A fabled astronomical event is retold in this dance tribute to human discovery
This year was meant to be one of the biggest astronomical events in centuries. A few years ago, a team of researchers predicted that in 2022 a binary star system in the Cygnus constellation would merge and explode. This event, known as a Red Nova, would have been the first predicted solar collision seen from Earth with the naked eye, making it a once-in-a-lifetime event.
In the years that followed the predictions and headline news stories, the solar merger has been disproved—disappointing space fans around the world. However, the dream of colliding stars eclipsing the night sky lives on in this short film directed by British photographer Emma Tempest.
“Stellar is a film about souls. About a sense of ourselves and who we become, lost and found, discovering and yearning,” says the director. “Finding out who we are and where we belong in the universe and what that means. The fight we have with ourselves. Finding that inner peace, we stand strong knowing who we are and where we belong, at one with the universe.”
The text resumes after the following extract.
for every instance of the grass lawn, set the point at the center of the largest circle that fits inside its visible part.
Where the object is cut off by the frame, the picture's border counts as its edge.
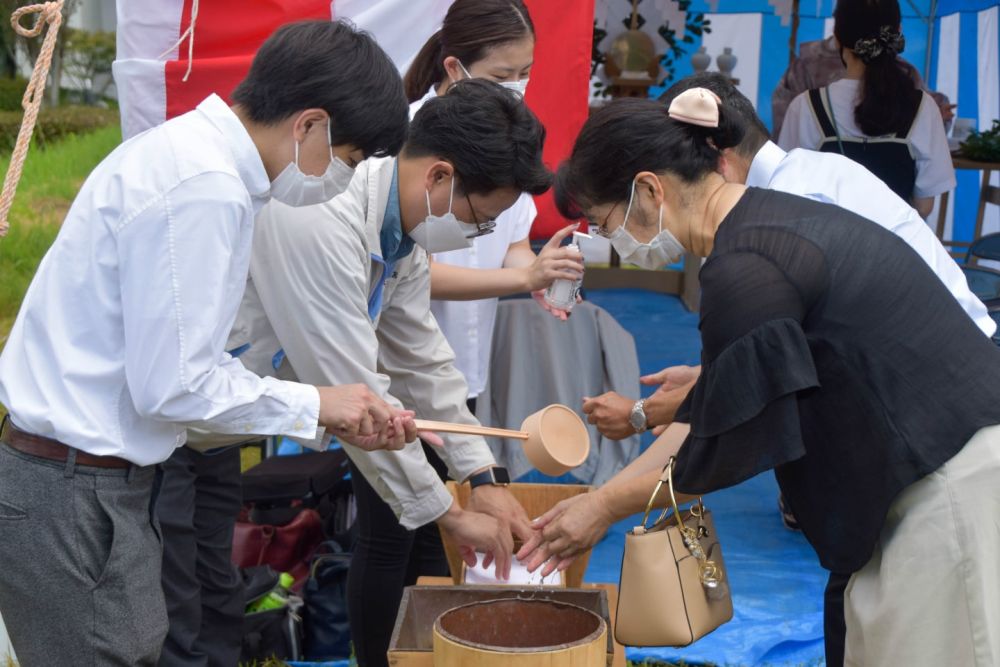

Choreographer Anna Engerström took a direct approach with her vision for this project. Two dancers collide and merge in the dark expanse of the woods before burning brilliant white. They struggle and jostle with each other like celestial bodies caught in each other’s gravitational field. A moment of frenzied activity proceeds the eventual calm that comes with a new body being born.
Cutaways to timelapse footage of the Milky Way elevate the film and the viewer’s conscious experience of Stellar, reminding the viewer that they are an incredible byproduct of an endless network of explosive possibilities.
Only seven naked-eye supernovae have been recorded in the past 2,000 years, so with the release of Stellar, Tempest is perhaps offering the world its eighth.